If Brookfield’s smallest Warriors get the wiggles in class and can’t seem to focus, their teachers this year will have a new option: sending them to the Warrior Walk to work out their wiggles.
Brookfield Elementary School has established a Sensory Walk, a pathway attached to the floor in the hall outside the gym that indicates a number of exercises and activities students can do to work off excess energy.
“A Sensory Walk is for children who have too many wiggles and can’t spend the whole time in the classroom,” said Principal Stacey Filicky. “They do some heel toes, then they do tree poses, then they do tip toeing all the way around the loopy loop, hop from letters doing the alphabet, stepping, jumping, crab crawl, and tic tac toe.”
Filicky said other schools have used Sensory Walks.
“It’s been very successful, especially kids with attention problems and focus issues, if you just bring them down, give them a minute to get it out,” she said. “A lot of our teachers, we’ve done flexible seating in a couple of our grade levels. That’s beneficial and helpful for all the kids, but this is almost like a level up. This is for the kid that’s really struggling because he just can’t make it.

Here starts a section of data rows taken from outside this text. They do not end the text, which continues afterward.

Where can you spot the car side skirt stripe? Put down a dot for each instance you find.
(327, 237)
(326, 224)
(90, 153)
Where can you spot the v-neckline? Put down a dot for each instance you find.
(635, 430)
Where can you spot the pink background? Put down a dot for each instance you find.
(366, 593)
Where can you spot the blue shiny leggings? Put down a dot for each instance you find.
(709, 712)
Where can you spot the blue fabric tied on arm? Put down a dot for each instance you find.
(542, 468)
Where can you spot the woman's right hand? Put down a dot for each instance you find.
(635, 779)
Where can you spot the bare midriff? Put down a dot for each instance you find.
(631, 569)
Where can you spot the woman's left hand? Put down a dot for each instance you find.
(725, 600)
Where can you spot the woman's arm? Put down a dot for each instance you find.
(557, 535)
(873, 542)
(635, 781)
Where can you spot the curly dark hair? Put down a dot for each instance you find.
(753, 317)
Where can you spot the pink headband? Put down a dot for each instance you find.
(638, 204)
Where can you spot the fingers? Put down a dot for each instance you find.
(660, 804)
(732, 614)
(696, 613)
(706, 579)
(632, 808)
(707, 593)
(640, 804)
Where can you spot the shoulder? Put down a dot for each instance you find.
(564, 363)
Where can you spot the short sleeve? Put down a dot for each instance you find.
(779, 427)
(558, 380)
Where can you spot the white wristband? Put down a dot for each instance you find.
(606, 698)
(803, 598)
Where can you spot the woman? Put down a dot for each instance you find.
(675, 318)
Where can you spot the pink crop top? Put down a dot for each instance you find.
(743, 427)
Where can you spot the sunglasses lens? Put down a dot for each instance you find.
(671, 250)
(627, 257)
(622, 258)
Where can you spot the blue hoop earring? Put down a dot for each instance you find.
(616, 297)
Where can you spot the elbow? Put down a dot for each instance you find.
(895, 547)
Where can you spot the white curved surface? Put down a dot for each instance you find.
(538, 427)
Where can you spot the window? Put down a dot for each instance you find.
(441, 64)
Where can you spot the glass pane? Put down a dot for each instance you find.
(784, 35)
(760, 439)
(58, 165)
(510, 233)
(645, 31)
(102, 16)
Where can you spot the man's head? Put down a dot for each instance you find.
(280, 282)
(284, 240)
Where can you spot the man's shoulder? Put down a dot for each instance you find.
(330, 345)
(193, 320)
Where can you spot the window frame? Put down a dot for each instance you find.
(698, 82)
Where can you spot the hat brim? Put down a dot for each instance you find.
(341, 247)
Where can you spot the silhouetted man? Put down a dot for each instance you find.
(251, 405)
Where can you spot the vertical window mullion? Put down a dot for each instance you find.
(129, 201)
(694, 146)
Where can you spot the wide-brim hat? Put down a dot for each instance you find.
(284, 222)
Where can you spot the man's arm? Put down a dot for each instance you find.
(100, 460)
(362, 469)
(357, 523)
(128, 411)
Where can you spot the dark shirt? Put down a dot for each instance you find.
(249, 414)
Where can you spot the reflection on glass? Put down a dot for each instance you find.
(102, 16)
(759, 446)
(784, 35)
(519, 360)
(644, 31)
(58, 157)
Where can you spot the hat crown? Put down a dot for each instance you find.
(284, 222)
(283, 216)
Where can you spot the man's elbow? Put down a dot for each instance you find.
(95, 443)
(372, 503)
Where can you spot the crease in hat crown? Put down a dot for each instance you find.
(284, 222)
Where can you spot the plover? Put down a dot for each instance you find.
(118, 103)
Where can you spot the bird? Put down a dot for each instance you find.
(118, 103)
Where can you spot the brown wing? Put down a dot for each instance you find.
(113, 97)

It gets to where the kids can ask for it instead of acting out and disrupting everybody.”
If the Sensory Walk works, it will “prevent some behaviors that we’ve been seeing,” Filicky said.
The Brag Tag and Dojo programs designed to gauge behavior and reward positive actions will be back, because they’re “working for me right now,” she said, and guidance counselor Daniel Madeline, who also teaches at the middle school, will spend an extra hour a day in the elementary, something Filicky called a “godsend.”
“Guidance counselor, here, does a lot of putting out fires,” she said, such as serving kids who have issues at home, helping kids get into counseling, and talking to students about making good choices and how they should behave in specific situations.
The state has set new content standards concerning social and emotional development, and Filicky said she will be working with Director of Teaching, Learning and Accountability Adam Lewis to understand and implement those.
On the curriculum front, the state is again requiring lessons in cursive writing, and students in all elementary grades will work on a science, technology, engineering and math project concerning occupations.
“They’ll learn about a job, and then they’re gonna learn about a problem that they have in that job, and then they’re gonna try to fix that problem,” Filicky said.
The school has lost three experienced teachers to retirement, but Filicky said she believes their replacements, two of whom, Sara Parry and Lauren Shugarts, will teach third grade and the other, Emily Cricks, fourth grade, will make a positive impact on the students and the rest of the staff.
“I think that new blood and that new excitement could kind of build everybody back up to what it used to be like when you started,” Filicky said. “You get in a rut after a while and you need something fresh, and I think that these young ladies are eager and excited and their excitement’s gonna spread out into the rest of the group a little bit.”
She added that the new teachers grew up with state testing and are not daunted by the prospect of preparing students for the tests.